In the days after the May 12 quake that devastated the southwestern province of Sichuan and killed nearly 70,000 people, China was lauded for its transparency, as local and foreign media, as well as thousands of volunteers, streamed into the area unhindered.
“At first they [Chinese regime] didn't have the ability to control it, but now they are recovering their ability,” said Ran Yunfei, a magazine editor in Sichuan's provincial capital Chengdu.
“The foreign media has been too optimistic about the government,” he said, referring to the praise for China's Communist authorities that followed the earthquake.
In the past week, checkpoints have gone up on highways leading into Dujiangyan and Juyuan, two Sichuan towns where schools collapsed, killing hundreds of children and angering grieving parents, who say the schools were shoddily built.
On Sunday, hundreds of parents held a mourning ceremony for children who died at Dujiangyan's Xinjian primary school, an event journalists also attended unimpeded.
But as parents from several schools began to lodge protests with the local government, police and paramilitary forces were by mid-week blocking access to the Xinjian school, and preventing journalists from taking photos and television footage.
Reporters from Southern Weekend and Southern Metropolis Daily, among the most aggressive newspapers in the country, were also recalled from the area earlier this week, a journalist with the newspaper group said.
Beijing has vowed unprecedented media freedom when it hosts the Olympic Games in August, but foreign reporters who stray far from the capital or cover politically sensitive topics continue to find their work hindered.
Chinese journalists who push the envelope run far greater risks, from being fired to imprisonment, in the Communist-ruled country where all mainstream media is state-controlled.
Local journalists say China's propaganda organs issued guidance on reporting from the disaster zone soon after the quake, but that it is only in the past week or so that the rules have begun to be implemented.
One source familiar with the regulations said reporters were told to focus on heroes, especially if they were from the government or Party, and to stay away from the sensitive issue of school collapses.
“Parents are extremely angered and excitable.
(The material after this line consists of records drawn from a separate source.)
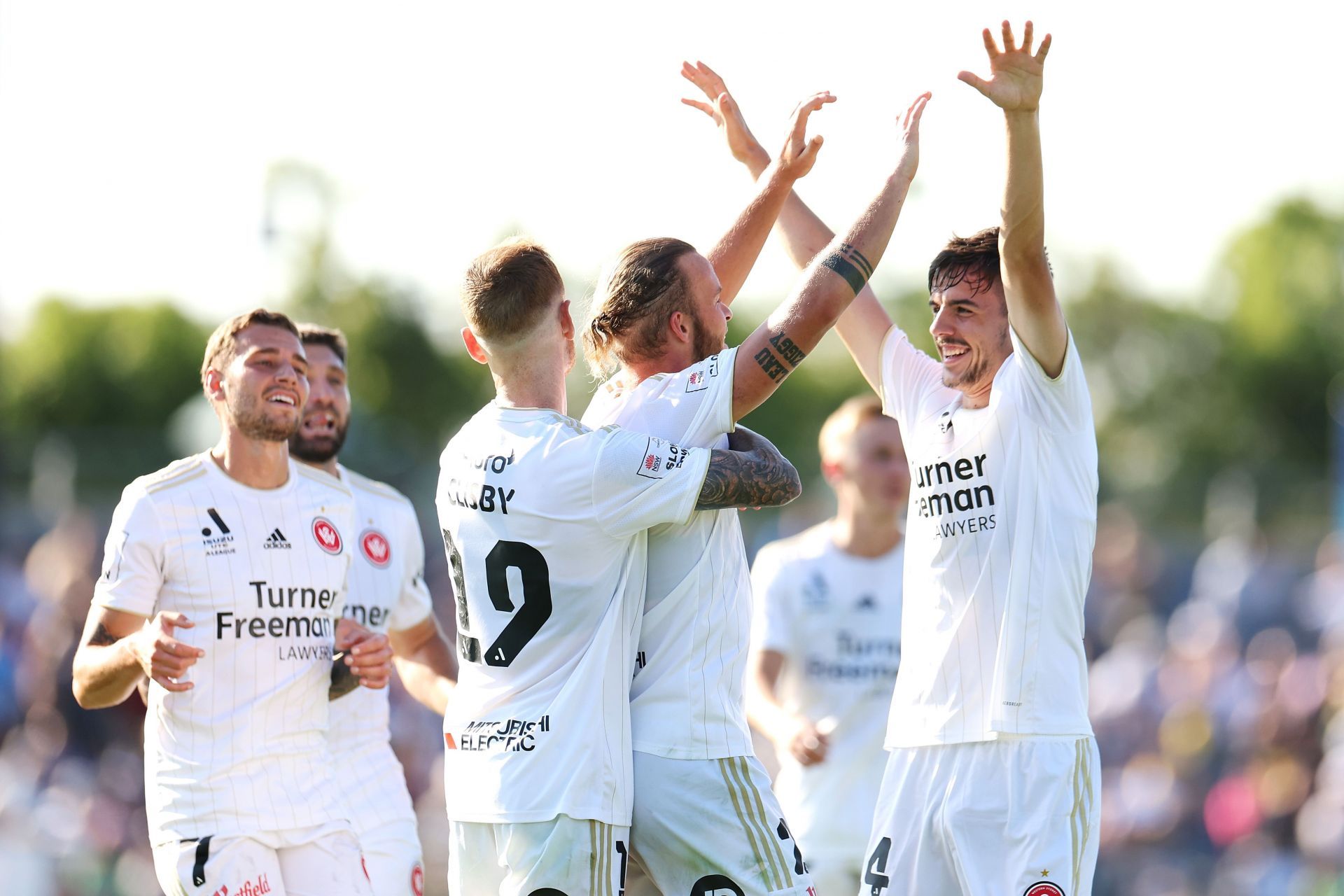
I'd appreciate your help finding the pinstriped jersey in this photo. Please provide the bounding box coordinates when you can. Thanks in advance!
[583,348,752,759]
[329,466,431,833]
[438,403,710,825]
[92,453,355,845]
[882,326,1097,748]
But (journalists) are not to report any of the parents' demands,” said the source, adding nothing negative should be published.
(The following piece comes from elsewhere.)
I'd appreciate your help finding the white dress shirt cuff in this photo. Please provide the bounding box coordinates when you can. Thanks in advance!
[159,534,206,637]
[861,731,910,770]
Still, many newspapers have run whole pages of stories and photos of the flattened schools, questioning if any official corruption was involved in their construction.
But the climate is getting tougher.
In the town of Wufu, where the school was the only building to fall, a local official and police tried to stop a foreign reporter from speaking to parents.
Police said there was a new regulation requiring reporters to register with the township government, despite press credentials issued by the provincial foreign affairs office. They then tailed journalists out of town.
Parents in the small town of Xiang'e, where more than 400 died in the collapse of the middle school, said they had seen no local media reports about their situation.
“I haven't seen anything about Xiang'e on television or in the newspapers,” said resident Li Fuliang, whose 14-year-old son Li Wei died in the school.
“Some local Sichuan reporters came here, but they weren't allowed to publish it.”